Organized around 52 of these questions, each of the book’s nine chapters opens with a short introduction that offers five to 10 questions for teens to ponder. The 37 stories by teens that follow – first published in Youth Communication’s magazines between 1987 and 2008 – demonstrate why the questions matter.

The opening chapter, for example, examines readiness for having sex with 10 questions, including “Do you know what gender you’re attracted to?” and “Are you ready to behave responsibly?” Among six teens’ stories that respond, both a boy and a girl suffer from too much sex too early. In “Why I Hate Sex,” Lenny Jones, whose sexual experiences began soon after middle school, finds sex “boring.” He’s “an emotional wreck” at 19, “because having sex with someone I don’t really care about makes me yearn for the right person.” In “Looking for Love,” after losing her virginity at 13 to fill her absent father’s “empty space,” Fetima P. writes: “I would always go into the bedroom thinking this guy might actually like me.
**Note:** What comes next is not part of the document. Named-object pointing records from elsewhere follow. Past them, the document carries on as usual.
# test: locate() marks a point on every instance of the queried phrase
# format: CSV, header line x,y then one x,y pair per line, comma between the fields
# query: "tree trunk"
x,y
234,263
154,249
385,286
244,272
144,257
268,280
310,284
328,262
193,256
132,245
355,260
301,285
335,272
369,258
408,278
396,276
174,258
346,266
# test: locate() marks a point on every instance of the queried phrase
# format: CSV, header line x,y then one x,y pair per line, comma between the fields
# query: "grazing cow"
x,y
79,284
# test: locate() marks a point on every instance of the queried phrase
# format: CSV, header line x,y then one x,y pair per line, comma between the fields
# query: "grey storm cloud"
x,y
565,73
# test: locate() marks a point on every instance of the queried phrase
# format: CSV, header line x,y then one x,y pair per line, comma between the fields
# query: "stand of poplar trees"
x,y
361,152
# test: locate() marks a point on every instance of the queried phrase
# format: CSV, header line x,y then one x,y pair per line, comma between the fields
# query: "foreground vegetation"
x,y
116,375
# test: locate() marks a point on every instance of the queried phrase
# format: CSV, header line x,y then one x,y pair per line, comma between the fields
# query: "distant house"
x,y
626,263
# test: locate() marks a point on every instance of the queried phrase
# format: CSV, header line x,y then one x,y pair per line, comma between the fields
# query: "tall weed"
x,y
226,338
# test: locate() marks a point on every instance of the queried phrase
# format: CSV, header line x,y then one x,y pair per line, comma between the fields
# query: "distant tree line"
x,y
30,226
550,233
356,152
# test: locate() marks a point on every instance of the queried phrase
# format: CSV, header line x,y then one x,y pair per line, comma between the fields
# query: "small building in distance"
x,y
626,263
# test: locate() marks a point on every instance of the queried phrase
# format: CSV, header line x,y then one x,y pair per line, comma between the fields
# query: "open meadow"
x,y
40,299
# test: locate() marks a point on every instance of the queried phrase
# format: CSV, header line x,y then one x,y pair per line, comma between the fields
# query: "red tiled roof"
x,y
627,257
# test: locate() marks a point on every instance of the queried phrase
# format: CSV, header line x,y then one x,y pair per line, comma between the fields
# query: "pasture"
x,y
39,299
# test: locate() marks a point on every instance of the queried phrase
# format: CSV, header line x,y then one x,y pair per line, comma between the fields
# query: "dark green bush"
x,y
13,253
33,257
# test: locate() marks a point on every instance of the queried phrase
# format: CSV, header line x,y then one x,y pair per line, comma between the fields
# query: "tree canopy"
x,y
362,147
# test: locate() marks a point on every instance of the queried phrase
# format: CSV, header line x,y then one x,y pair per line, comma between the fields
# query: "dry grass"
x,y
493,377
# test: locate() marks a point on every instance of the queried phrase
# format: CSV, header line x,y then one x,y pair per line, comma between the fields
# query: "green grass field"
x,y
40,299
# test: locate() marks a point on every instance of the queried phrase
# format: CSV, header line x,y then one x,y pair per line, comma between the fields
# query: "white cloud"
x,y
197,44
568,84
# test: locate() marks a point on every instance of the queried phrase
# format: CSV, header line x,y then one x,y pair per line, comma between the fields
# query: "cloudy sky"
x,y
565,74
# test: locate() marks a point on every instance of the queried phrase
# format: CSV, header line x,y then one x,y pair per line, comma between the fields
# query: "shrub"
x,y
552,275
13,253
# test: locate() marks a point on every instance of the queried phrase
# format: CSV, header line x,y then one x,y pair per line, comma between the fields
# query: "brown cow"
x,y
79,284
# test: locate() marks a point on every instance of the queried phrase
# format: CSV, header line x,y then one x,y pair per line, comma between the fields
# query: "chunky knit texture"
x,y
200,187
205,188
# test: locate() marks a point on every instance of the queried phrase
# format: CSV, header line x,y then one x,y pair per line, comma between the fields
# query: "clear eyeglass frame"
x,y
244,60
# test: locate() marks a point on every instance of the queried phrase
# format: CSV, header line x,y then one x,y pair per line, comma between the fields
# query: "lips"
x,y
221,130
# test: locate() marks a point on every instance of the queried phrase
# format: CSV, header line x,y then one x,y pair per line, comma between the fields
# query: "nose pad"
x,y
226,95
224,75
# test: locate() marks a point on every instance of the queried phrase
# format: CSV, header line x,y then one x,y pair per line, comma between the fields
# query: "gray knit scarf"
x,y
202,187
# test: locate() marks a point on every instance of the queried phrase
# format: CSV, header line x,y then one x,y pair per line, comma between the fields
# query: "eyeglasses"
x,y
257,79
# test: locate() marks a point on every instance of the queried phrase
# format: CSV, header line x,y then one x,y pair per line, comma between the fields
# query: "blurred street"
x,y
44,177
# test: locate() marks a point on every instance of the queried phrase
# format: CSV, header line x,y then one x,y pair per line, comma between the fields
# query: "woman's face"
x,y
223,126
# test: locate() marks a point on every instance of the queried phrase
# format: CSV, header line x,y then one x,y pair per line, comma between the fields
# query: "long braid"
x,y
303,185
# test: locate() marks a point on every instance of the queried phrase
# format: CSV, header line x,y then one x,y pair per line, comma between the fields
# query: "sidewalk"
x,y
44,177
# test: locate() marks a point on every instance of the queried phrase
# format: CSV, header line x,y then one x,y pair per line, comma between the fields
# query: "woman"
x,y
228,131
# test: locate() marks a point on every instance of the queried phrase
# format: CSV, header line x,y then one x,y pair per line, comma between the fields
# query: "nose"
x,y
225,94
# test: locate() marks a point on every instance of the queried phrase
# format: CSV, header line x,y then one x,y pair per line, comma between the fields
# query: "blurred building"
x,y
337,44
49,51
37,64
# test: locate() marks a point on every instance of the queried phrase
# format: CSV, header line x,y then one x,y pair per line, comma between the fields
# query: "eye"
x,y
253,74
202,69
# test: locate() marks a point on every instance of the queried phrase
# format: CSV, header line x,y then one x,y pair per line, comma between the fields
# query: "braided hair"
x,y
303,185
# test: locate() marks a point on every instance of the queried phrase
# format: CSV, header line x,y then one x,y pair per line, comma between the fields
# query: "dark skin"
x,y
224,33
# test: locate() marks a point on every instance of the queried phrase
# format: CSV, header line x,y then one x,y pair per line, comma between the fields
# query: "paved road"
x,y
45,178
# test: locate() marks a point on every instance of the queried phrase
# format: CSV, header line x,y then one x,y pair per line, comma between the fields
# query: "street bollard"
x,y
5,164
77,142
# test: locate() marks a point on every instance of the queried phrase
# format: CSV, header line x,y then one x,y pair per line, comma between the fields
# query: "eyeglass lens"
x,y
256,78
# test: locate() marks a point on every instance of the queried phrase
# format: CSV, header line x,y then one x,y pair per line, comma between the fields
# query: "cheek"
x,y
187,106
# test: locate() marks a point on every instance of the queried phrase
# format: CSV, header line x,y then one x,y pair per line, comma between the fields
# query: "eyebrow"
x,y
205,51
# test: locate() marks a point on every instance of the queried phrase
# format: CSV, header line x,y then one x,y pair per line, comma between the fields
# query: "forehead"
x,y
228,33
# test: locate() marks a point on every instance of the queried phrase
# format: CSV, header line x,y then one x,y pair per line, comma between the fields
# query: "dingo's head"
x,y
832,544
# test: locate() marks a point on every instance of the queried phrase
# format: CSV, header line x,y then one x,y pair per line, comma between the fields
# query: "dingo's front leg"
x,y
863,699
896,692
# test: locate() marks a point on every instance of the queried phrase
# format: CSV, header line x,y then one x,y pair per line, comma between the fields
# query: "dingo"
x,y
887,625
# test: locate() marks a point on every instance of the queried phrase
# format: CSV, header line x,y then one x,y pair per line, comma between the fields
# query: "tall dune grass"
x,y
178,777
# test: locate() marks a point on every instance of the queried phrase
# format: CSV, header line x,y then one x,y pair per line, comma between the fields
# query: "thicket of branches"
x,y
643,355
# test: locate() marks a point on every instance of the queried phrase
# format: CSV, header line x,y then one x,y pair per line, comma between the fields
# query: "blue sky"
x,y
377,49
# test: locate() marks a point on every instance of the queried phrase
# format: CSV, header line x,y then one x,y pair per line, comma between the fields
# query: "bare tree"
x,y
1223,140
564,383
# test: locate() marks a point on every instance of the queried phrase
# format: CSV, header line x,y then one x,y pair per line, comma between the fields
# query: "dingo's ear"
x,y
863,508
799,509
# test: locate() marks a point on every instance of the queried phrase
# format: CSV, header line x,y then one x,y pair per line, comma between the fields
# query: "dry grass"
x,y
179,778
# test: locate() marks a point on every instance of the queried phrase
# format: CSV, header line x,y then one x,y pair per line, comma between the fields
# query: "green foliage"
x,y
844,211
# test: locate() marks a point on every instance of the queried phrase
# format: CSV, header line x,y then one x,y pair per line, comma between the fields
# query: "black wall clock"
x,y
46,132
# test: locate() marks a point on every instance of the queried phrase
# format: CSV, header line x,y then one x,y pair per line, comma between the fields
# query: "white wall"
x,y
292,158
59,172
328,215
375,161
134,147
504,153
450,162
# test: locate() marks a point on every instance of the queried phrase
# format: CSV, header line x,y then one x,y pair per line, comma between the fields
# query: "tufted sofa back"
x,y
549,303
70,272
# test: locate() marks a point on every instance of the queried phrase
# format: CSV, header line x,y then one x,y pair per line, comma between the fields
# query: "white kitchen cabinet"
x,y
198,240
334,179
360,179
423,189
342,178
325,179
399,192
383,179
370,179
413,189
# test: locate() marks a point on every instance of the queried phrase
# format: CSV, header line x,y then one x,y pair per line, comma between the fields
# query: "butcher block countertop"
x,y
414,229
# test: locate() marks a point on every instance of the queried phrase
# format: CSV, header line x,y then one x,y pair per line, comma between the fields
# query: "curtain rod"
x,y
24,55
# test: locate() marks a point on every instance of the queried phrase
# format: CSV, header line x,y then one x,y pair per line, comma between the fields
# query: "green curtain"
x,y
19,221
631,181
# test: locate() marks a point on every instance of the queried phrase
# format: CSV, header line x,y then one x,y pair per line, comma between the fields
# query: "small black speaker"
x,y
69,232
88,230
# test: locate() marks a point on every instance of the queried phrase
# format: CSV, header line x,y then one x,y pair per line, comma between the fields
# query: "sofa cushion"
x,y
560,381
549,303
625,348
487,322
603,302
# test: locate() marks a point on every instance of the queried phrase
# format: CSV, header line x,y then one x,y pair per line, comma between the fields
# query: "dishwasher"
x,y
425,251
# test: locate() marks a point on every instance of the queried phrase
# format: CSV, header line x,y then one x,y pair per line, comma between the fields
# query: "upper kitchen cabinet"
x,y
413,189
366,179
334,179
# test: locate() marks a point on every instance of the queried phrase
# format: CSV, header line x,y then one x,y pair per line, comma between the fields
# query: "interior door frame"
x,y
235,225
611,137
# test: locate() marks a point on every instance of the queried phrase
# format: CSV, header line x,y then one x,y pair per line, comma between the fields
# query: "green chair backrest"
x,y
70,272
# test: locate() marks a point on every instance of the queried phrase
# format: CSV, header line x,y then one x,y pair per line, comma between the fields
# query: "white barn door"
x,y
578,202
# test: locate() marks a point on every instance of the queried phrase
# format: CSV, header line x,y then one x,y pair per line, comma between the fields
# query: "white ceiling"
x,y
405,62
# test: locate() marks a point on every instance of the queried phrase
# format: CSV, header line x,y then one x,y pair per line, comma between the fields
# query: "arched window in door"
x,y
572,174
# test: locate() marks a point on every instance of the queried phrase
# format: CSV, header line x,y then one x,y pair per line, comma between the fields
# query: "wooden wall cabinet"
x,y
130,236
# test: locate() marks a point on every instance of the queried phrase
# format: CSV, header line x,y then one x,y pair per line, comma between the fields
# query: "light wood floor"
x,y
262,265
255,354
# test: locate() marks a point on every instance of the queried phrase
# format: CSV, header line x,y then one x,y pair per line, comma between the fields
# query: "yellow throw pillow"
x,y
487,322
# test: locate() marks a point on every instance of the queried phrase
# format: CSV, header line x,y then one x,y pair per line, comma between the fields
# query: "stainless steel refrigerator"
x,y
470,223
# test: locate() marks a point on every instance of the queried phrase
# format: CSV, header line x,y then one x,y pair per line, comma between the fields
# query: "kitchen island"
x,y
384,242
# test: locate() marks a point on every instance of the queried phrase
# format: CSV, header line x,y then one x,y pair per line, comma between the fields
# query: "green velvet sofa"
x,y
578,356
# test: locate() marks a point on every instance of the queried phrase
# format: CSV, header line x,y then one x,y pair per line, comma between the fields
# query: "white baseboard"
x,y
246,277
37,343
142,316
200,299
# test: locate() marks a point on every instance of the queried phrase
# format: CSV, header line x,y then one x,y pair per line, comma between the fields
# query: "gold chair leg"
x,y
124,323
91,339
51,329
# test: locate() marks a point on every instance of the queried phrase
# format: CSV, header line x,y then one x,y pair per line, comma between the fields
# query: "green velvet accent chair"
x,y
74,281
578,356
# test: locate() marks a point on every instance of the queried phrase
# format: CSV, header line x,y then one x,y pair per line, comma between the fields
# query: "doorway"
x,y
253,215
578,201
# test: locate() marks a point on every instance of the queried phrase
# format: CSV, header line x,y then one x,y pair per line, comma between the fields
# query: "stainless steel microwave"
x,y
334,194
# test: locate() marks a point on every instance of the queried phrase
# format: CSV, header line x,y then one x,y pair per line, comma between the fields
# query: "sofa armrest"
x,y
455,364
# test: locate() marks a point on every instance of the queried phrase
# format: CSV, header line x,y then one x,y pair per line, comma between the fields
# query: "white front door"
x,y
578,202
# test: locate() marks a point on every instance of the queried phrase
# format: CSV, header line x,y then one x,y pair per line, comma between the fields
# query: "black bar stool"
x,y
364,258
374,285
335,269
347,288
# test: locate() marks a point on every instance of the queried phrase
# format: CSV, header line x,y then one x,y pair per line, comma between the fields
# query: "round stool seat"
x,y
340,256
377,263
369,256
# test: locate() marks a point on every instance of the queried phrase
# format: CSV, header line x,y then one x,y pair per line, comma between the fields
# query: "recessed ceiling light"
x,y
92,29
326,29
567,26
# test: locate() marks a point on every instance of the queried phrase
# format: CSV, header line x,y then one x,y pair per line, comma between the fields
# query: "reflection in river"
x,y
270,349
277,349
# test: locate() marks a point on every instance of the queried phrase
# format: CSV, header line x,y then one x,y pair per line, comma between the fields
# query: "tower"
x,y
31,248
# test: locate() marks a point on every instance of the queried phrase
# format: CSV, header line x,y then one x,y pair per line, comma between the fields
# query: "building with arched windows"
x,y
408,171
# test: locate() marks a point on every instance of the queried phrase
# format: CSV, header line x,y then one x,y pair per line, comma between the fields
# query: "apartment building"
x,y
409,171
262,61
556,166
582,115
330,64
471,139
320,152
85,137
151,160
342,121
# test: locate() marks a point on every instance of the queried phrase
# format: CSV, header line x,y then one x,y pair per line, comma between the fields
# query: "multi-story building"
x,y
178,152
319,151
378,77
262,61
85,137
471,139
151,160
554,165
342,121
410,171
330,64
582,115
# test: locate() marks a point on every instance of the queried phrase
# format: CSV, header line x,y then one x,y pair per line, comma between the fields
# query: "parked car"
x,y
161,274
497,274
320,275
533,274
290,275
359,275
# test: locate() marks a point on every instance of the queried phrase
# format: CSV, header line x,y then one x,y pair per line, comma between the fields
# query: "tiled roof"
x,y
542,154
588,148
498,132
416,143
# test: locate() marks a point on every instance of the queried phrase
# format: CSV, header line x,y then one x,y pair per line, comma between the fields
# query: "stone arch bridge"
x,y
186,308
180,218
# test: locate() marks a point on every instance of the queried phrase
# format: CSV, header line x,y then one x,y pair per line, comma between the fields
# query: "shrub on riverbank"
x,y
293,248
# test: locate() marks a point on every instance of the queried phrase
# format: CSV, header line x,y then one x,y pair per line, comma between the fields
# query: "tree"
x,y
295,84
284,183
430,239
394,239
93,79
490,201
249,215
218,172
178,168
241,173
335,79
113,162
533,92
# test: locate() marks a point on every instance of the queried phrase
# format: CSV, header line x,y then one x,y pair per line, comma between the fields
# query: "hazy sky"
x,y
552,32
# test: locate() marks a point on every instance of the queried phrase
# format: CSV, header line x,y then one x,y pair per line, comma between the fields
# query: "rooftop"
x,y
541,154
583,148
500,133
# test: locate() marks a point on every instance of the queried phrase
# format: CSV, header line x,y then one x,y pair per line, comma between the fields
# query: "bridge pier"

Then when everyone knew about it the next day, I would realize I was wrong again.”

Chapter themes range from “Doing It” to finding the right partner or avoiding the wrong one. The final chapter asks tough questions about consequences, from breaking up to “what you’d do if you got pregnant.” A 19-year-old recounts the result of his impulsive one-night hookup in “Am I the Father?” Holding the baby while awaiting his paternity test results, he realizes, “It’s frightening to look at something so small and know how much he needs you. But that doesn’t make it right for fathers to leave.”

This valuable roadmap to the realities of teen sexuality ends with practical information that includes a humorously illustrated introduction to STDs, a clear guide to birth control methods, a detailed description of a first gynecological exam; a sex readiness quiz and a selected list of web and print resources. (212) 279-0708, ext. 115; www.youthcomm.org.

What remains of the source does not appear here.